There are strict limits, however, to how generous an attorney may be. The SDA includes guiding principles with respect to making gifts: the attorney cannot deplete the grantor’s property to the extent that there may not be enough to satisfy the needs of the grantor him or herself, during the grantor’s lifetime. The gifts or loans must also only be made if the attorney has a reason to believe, based on any expression the grantor might have made while capable, that the grantor would have made these gifts or loans if capable. Charitable gifts have further restrictions.
In addition to the prohibition against making a will, an attorney for property has an obligation to find and read the grantor’s will (SDA s33.1). Unless necessary to perform one’s duties to the incapable person, the attorney must not dispose of property subject to a specific testamentary gift, although this prohibition does not apply to a testamentary gift of money (SDA s35.1). The court highlighted the importance of the will in Weinstein v. Weinstein (Litigation Guardian of), stating obiter that s 33.1 of the SDA is “indicative of the importance the legislators attach, appropriately, to the will of an incapable person, in view of the permanent character of the will if the incapable person does not regain capacity.” Taken together, these provisions can be read to support the proposition that an attorney does not have the authority to dispose of assets in a way that undermines the grantor’s estates plan.
The case law on the subject of an attorney’s ability to make gifts is limited. Moreover, the cases largely deal with relatively small gifts. While not directly related to the issue of gifts made by an attorney on behalf of a grantor, the court in Banton v Banton held that it is improper for an attorney to deprive the grantor of his or her testamentary freedom by making inter vivos transfers. The attorneys in this case made a large transfer to a trust to protect the grantor from a predatory marriage, which is both allowed and an appropriate action for an attorney to take. However, the secondary beneficiaries of the trust were the grantor’s children, which the court held functioned as a will substitute, which is an inappropriate use of the power of attorney.
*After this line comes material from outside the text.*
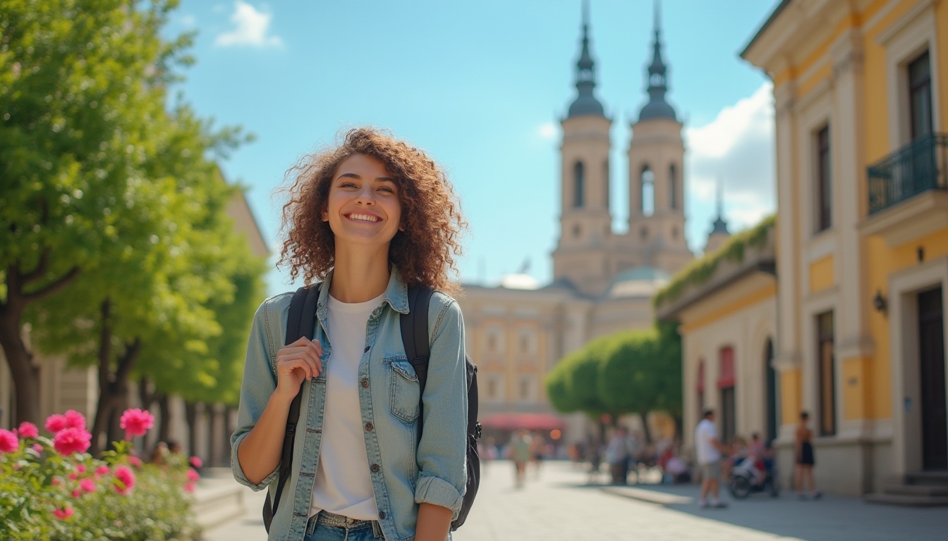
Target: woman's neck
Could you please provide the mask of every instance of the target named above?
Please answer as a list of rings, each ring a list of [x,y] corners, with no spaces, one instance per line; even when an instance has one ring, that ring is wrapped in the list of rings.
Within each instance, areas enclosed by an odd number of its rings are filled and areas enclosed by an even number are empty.
[[[336,249],[329,294],[341,302],[365,302],[385,293],[392,276],[389,249],[362,252]]]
In summary, gifting must be done carefully and in a manner that would survive judicial scrutiny. An attorney should not make gifts if they represent so large a proportion of the estate that the attorney has substituted the testamentary intentions of the grantor with their own discretion. An attorney should also not make any gifts if the grantor was not in the habit of making gifts to friends and family or had expressed a contrary intention while capable.